Première entreprise à 13 et 16 ans

En 2001, les deux jeunes garçons ont 13 et 16 ans. « Je voyais Philippe passer du temps sur l’ordinateur sans comprendre ce qu’il faisait, jusqu’à ce que je découvre qu’il apprenait à coder », retrace l’aîné. Ils créent rapidement un site de jeux vidéo en ligne et face au succès (30 000 utilisateurs), leur père suggère la création d’une entreprise qu’ils revendent quelque temps plus tard 100 000 francs. De cette expérience, ils conservent un très mauvais souvenir de la paperasse juridique accompagnant la création d’une structure.

Chacun suit son chemin, Maxime à Centrale puis à l’Essec avant de rejoindre Coca Cola, Carrefour et la finance à New York, et Philippe à HEC où il suit le programme entrepreneur. En 2012, les deux jeunes hommes sont prêts. « Nous avions envie de monter une entreprise. Nous avons réfléchit à plusieurs idées, notamment un moyen de protéger les chauves souries des éoliennes, avant de revenir sur le juridique », expose Philippe Wagner. A l’époque, ils voient cela comme une matière  poussiéreuse, mais avec un potentiel marché. Surtout, des innovations ont déjà émergé dans le secteur, mais seulement aux Etats-Unis. Ils décident donc d’utiliser le numérique pour aider les petites entreprises à régler leurs problèmes juridiques et administratifs.  

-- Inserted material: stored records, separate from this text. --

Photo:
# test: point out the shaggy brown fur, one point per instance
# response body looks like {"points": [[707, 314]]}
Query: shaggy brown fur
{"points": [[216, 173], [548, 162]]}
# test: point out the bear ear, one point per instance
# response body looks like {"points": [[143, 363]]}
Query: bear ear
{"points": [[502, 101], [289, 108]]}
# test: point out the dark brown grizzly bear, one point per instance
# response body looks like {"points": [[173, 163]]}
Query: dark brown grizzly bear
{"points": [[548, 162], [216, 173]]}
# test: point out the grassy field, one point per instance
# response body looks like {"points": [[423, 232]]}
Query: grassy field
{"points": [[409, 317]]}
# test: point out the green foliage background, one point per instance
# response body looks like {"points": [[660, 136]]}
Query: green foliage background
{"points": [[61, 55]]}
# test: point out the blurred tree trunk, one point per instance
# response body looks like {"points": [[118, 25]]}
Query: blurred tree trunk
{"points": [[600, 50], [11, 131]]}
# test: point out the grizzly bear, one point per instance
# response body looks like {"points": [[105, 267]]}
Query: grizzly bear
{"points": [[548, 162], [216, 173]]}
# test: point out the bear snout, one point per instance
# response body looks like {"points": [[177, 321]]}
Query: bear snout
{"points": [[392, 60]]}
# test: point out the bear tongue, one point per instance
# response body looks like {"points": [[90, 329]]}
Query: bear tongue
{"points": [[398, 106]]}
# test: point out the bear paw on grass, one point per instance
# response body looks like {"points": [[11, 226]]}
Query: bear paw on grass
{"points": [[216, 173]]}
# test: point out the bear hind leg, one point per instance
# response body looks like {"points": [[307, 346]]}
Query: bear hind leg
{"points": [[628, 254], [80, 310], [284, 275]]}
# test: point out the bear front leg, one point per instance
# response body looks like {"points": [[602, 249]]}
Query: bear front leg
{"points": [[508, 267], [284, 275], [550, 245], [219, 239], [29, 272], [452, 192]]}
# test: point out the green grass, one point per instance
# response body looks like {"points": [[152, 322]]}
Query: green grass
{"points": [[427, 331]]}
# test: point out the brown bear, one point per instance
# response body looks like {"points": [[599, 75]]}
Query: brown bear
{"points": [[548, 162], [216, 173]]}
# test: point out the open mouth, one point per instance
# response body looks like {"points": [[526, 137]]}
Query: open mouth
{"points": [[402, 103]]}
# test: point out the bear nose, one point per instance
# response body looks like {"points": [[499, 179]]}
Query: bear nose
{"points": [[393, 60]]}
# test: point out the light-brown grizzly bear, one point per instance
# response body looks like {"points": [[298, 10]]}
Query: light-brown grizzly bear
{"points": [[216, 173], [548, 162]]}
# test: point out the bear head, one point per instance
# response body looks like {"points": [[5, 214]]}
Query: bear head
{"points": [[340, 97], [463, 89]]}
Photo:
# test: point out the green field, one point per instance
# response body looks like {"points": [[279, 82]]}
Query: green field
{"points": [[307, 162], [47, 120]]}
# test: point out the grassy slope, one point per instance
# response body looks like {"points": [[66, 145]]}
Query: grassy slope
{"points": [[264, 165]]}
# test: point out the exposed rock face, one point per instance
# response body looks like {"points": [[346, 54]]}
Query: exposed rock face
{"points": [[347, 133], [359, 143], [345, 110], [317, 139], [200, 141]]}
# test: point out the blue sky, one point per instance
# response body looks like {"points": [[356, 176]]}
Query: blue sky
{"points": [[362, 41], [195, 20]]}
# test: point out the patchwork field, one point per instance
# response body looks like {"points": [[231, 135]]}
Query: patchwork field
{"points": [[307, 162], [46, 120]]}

Aujourd’hui, les start-up de la LegalTech (passées de 5 à 70 entre 2014 et 2016) bousculent le marché du droit qui pèse 31,1 milliards d’euros (contre 24 milliards en 2015), selon l’étude Génération French Tech réalisée par SNCF Développement. De son côté, Reuters indique que le nombre de brevets déposés dans le secteur a explosé de 500% en cinq ans

Création d’entreprise en 24 à 48 heures

L’offre des deux frères Wagner s’est aussi étoffée. D’une « simple » plate-forme d’aide à la création d’entreprise, Captain Contrat s’est transformé en un site multi services. Plusieurs catégories sont proposées aux chef.fe.s d’entreprises comme créer et gérer ma société et mon personnel, rédiger un contrat, prendre contact avec un avocat. Ils peuvent également consulter des articles juridiques rédigés par la centaine d’avocats travaillant régulièrement par le biais de la plate-forme. Sur le site, l’entrepreneur répond à un questionnaire, remplis ses documents. Le tout est vérifié par des formalistes embauchés par le site. Après 80% du travail effectué par le site, les avocats interviennent, si besoin, sur les 20% restant. « C’est ce qui permet de créer une entreprise en 24  48 heures », assure Philippe Wagner, ravi de pouvoir contribuer au rayonnement de la France par ses nouvelles entreprises.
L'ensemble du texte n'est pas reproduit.